There's an old spy trick whereby the spy places a USB thumb drive in the parking lot of a secured building and waits for some curious person to pick it up, take it inside, and plug it in to see what's on it. And a Trojan virus shoots through the system, steals all the valuable secrets and sends them back to the clever spy.
So a found thumb drive is no treasure.
Paul Ducklin tells about an experiment at Naked Security where they bought a bunch of USB thumb drives at an auction of items lost on the city transit system in Sydney, AU.
And many of them contained malware. Quote:
Two-thirds of the keys (33) were infected. We found 62 infected files in total. The worst key contained six infected files, representing four separate items of malware.
We didn't find any OS X malware. But nine of the keys appeared to belong to Macintosh owners (or at least had been used extensively on Macs); seven of these were infected.
In other words, if you're a Windows user, don't assume that you can automatically trust everything that comes from your Apple-loving friends.
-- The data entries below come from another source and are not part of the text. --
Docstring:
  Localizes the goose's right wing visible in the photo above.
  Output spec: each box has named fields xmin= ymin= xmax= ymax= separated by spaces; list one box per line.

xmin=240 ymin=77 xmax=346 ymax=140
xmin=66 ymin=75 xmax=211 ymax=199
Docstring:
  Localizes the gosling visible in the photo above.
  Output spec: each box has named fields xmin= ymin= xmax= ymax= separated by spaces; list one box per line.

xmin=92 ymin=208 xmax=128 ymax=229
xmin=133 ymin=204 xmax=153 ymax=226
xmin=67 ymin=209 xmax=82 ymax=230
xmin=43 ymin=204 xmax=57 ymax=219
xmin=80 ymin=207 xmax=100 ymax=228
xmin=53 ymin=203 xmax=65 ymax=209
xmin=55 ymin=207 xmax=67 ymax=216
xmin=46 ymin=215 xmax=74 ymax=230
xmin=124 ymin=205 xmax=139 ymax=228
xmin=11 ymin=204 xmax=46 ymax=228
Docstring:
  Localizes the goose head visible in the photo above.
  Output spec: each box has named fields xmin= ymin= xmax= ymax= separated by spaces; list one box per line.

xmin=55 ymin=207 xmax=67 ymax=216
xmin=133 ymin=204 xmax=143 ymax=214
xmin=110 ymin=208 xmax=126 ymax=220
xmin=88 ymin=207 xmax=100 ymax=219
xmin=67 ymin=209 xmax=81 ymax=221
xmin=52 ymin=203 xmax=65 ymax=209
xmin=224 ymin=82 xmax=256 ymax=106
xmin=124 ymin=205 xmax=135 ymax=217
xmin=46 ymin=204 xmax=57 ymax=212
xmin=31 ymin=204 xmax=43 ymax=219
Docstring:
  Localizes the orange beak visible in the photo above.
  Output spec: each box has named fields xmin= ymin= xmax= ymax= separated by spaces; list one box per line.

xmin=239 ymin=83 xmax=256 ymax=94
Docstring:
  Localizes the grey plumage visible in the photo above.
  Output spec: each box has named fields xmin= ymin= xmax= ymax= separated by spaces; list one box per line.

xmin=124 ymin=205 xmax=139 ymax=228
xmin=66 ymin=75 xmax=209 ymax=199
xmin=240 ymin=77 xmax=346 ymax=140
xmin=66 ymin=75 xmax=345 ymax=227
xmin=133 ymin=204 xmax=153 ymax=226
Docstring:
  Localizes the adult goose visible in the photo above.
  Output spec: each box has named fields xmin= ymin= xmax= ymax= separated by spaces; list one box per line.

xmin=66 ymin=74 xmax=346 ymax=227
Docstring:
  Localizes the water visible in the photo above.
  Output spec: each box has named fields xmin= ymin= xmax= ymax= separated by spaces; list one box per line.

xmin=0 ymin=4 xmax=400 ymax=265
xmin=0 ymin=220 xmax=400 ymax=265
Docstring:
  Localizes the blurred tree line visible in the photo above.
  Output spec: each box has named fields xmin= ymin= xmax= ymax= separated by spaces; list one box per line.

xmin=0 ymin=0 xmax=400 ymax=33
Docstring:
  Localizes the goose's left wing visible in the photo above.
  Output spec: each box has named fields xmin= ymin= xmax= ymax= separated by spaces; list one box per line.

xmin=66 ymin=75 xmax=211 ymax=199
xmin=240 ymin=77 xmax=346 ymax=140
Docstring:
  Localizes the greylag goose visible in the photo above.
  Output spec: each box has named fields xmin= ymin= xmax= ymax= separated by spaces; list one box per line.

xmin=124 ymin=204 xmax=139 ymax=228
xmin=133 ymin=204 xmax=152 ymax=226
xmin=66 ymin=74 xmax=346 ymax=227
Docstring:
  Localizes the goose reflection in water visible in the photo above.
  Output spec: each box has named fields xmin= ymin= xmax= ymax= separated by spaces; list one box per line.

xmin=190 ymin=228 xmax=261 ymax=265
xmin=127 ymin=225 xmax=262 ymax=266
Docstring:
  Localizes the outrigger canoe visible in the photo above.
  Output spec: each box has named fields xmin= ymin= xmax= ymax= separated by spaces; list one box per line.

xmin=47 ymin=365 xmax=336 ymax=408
And even if you're one of those Mac users who is opposed to the concept of anti-virus software, consider softening your stance as a service to the community as a whole
He made some other interesting observations. Read the article to learn about them.
With the economy being what it is, and with the popularity of those reality TV shows where people collect junk, there must be a lot of scavengers out there looking for useable throw-aways. A USB drive might not be such great find.